Hydroxymethylglutaryl coenzyme A reductase inhibitors (statins) are well known to block the production of cholesterol and have a profound effect of lowering both total cholesterol and low-density lipoprotein cholesterol (LDL-C).[1] Ample epidemiologic and experimental data have suggested that hypercholesterolemia is a statin-modifiable risk factor for coronary heart disease (CHD).[2] However, the effect of statins on cerebrovascular disease is less clear.[3] Stroke is the leading cause of serious, long-term disability and the third most common cause of death in the US.[3,4] Although several limitations (eg, nonuniform reporting methods and lack of diagnostic differentiation) exist, multiple clinical trials suggest that statins protect against stroke. In fact, several prospective studies have demonstrated that statins reduce overall stroke occurrence by 19-25%.[5,6,7]

Evidence from randomized controlled trials suggests that cholesterol (particularly LDL-C) reduction by statins in patients at high risk for cardiovascular disease reduces the incidence of ischemic stroke; however, data from large epidemiologic observational studies suggest an inverse relationship between risk of hemorrhagic stroke and serum cholesterol levels, creating a stroke paradox.[8,9,10,11] In fact, in vitro analyses suggest that low cholesterol in the absence of modifiers (eg, statins) may impair platelet function or cell membrane integrity.[12]
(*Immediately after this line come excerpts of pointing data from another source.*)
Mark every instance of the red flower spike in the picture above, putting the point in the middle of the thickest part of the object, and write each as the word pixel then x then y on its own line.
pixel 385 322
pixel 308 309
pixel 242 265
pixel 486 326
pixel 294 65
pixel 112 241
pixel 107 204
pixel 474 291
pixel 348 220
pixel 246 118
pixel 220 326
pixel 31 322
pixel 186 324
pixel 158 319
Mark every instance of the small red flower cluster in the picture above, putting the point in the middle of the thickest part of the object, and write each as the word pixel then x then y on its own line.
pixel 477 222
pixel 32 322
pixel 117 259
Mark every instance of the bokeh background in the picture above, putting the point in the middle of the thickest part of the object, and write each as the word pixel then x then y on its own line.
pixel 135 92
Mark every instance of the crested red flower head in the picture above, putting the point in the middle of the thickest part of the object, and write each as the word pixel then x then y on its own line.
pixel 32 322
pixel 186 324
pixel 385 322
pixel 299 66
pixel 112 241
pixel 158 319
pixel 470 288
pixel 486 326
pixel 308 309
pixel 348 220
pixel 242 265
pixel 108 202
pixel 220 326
Epidemiologic data also show that serum cholesterol levels are inversely related to stroke death.[9] The MRFIT (Multiple Risk Factor Intervention Trial) follow-up and the Honolulu Heart Study demonstrated a positive correlation between higher baseline cholesterol levels and nonhemorrhagic stroke; however, there was a negative association between higher baseline cholesterol and intracerebral hemorrhage.[11,13,14] Several Japanese cohorts have reported increases in cerebral hemorrhage in patients with low cholesterol levels.[15,16,17] Both hemorrhagic stroke and angionecrosis (destruction of blood vessels that may increase hemorrhagic risk) are more prevalent in Japan where residents have lower dietary cholesterol intake versus Japanese residents of Hawaii who have typically higher cholesterol dietary intake,[18] suggesting a J-curve phenomenon with naturally occurring low cholesterol levels.[19]

The mechanism by which statins elicit stroke protection is likely multifactorial, not only due to atheroma stabilization in extracranial arteries and reduction of source of thromboembolism (ie, CHD), but also due to direct neuroprotection (largely independent of cholesterol reduction). Neuroprotection may be linked to reduction of cholesterol-independent (pleiotropic) isoprenoid intermediates in the mevalonate pathway.[20] The role for statins in neuroprotection is still controversial, especially in recovery following acute ischemic stroke.[21]

We conducted a meta-analysis to elucidate the effect of statin therapy on all cerebrovascular events (CVEs), ischemic stroke, and hemorrhagic stroke.